Adding venetoclax to azacitidine significantly extended survival of patients with previously untreated acute myeloid leukemia (AML) who were ineligible for standard induction therapy, results of the phase 3 VIALE-A trial showed.
Median overall survival for patients treated with venetoclax (Venclexta) and azacitidine was 14.7 months, compared with 9.6 months for patients who received azacitidine with a placebo, reported Courtney DiNardo, MD, from the University of Texas MD Anderson Cancer Center, Houston.
“The combination of [azacitidine] and [venetoclax] was associated with statistically significant and clinically meaningful improvements in overall survival, response rates, duration of remission, and transfusion independence, representing a true paradigm shift in the treatment of our older patients with AML,” she said in a late-breaking abstract presentation at the virtual annual congress of the European Hematology Association.
Patients with newly diagnosed AML who are aged 75 years and older or have significant comorbidities are often not able to withstand the rigors of standard induction therapy for AML and have instead been treated with low-dose hypomethylating agents or cytarabine, but these therapies typically are associated with inferior outcomes, Dr. DiNardo said.
Venetoclax has shown good single-agent activity against relapsed/refractory AML. Early efficacy results of a phase 1b study, reported at the 2017 EHA Congress, showed that, among 100 patients age 65 years and older with previously untreated AML, the combination of venetoclax with either decitabine or azacitidine was associated with a 69% overall response rate, and that older patients were able to tolerate the regimen.
No surprise
The results of the VIALE-A study merely confirm what hematologists/oncologists have known for several years, said Joshua F. Zeidner, MD, from the University of North Carolina Lineberger Comprehensive Cancer Center in Chapel Hill.
“Most leukemia clinicians have been using this regimen as a standard of care prior to these results,” he said in an interview. Dr. Zeidner was not involved in the study.
In November 2018, the Food and Drug Administration granted accelerated approval to venetoclax in combination with either azacitidine or decitabine or low-dose cytarabine in adults with newly diagnosed AML who because of age or comorbidities were ineligible for standard intensive induction regimens.
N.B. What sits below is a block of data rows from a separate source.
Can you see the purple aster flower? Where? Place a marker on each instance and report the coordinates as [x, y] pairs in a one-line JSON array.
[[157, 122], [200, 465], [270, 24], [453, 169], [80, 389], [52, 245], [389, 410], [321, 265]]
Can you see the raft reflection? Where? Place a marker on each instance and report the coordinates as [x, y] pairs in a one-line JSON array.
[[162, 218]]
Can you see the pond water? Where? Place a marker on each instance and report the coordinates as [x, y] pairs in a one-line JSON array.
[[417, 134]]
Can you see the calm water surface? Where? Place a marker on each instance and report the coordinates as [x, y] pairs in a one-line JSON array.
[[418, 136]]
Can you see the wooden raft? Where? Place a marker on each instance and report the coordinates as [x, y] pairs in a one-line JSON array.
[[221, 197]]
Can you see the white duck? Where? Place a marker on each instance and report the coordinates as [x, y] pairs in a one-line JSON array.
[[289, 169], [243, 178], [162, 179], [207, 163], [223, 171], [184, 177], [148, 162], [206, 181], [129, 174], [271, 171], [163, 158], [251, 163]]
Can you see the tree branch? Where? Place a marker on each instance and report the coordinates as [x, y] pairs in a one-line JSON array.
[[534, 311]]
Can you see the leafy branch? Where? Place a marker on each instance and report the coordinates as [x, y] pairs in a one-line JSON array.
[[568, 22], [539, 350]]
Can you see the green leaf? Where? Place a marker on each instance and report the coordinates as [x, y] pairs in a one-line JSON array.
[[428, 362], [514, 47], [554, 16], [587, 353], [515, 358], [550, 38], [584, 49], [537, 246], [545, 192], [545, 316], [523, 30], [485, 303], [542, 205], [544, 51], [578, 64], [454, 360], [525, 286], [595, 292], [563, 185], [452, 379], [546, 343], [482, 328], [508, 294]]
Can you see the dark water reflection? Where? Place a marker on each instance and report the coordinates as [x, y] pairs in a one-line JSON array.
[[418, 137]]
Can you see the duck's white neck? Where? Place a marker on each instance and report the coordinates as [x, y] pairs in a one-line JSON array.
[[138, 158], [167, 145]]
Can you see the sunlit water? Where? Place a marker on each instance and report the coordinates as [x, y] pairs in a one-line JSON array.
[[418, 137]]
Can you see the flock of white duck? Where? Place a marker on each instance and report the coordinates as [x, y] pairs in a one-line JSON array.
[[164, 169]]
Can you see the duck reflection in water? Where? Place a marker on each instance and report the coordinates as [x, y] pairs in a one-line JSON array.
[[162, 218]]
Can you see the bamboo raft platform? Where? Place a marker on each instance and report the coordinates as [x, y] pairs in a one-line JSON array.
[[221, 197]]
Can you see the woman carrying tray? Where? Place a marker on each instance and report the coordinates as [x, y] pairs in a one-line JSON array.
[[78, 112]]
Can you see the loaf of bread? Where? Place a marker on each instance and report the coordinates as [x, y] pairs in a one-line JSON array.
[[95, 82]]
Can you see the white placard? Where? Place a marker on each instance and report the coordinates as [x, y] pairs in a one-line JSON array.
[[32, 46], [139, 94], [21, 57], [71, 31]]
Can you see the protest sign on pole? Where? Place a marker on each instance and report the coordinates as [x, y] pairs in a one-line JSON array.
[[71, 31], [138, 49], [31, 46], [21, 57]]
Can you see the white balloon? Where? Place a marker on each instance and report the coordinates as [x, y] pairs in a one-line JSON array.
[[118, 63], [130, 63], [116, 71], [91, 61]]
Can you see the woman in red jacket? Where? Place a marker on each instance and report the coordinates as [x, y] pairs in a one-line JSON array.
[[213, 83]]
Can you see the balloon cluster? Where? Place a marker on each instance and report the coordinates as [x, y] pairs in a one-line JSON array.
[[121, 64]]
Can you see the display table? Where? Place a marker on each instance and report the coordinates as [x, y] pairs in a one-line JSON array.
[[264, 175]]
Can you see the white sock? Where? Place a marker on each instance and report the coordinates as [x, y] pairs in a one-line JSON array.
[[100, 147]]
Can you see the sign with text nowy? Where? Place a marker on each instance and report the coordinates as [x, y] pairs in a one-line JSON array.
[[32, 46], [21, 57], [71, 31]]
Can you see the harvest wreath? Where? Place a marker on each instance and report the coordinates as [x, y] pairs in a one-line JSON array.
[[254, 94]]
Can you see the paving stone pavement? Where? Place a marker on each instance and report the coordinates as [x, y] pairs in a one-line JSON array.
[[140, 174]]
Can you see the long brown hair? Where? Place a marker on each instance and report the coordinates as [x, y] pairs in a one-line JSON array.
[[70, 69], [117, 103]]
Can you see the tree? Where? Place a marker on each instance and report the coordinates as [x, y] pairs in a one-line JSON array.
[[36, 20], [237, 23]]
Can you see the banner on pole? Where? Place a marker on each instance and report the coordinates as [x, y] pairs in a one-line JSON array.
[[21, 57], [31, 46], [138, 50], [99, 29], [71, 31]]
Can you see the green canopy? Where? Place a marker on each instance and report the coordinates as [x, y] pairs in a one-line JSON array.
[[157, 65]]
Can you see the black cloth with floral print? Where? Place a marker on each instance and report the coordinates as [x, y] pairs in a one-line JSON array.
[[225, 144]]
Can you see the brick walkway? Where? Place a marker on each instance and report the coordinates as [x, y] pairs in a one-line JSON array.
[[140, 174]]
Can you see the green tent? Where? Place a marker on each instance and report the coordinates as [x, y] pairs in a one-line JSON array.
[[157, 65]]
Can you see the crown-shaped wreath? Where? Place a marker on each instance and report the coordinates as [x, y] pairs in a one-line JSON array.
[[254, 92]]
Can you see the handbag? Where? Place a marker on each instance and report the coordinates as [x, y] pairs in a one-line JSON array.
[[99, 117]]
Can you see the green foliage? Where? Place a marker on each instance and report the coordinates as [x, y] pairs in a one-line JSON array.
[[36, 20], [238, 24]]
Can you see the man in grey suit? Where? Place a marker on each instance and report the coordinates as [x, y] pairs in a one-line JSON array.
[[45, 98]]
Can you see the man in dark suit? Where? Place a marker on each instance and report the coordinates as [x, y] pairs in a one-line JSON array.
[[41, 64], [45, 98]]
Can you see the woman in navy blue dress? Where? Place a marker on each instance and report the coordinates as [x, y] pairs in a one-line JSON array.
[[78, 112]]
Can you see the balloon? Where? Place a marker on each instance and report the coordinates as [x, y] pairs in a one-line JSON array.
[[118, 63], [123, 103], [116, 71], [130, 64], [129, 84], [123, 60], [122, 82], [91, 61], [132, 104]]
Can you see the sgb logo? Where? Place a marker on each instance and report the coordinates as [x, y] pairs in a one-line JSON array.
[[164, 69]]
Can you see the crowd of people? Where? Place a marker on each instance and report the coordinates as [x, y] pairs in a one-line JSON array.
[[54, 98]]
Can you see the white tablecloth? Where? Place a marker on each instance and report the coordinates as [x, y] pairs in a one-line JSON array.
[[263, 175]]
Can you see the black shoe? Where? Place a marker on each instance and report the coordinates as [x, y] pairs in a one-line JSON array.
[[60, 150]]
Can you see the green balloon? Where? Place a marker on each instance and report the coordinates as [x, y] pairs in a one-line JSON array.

Dr. Zeidner noted, however, that there are still questions about the combination in this population that need further exploration.
Despite being labeled as a “low-intensity” therapy, “I think low intensity is sort of a misnomer here,” he said. “It’s very challenging to give this regimen in the community because of all of the cytopenias, a high degree of transfusion dependence that these patients have, at least in the first few cycles, and all the rigorous laboratory monitoring and drug interactions that are common with venetoclax really lead to a lot of challenges in the community.”
Also still unanswered are questions about how to dose patients with early responses who have potential dose-limiting toxicities such as neutropenia and thrombocytopenia, he said.
It’s also unclear whether patients will require hospitalization during the ramp-up phase of venetoclax, as was done in some clinical trials, because of risk of tumor lysis syndrome. In the VIALE-A study, however, there were only three minor biochemical cases of tumor lysis syndrome in the experimental arm, and none of these cases required dose modification or treatment discontinuation.
“This begets the question whether patients need to be hospitalized at for the initiation of this treatment,” Dr. Zeidner said. Additional studies will also be needed to see whether certain subgroups of patients would be likely to derive particular benefit from venetoclax plus azacitidine, such as patients with IDH1 or IDH2 somatic mutations.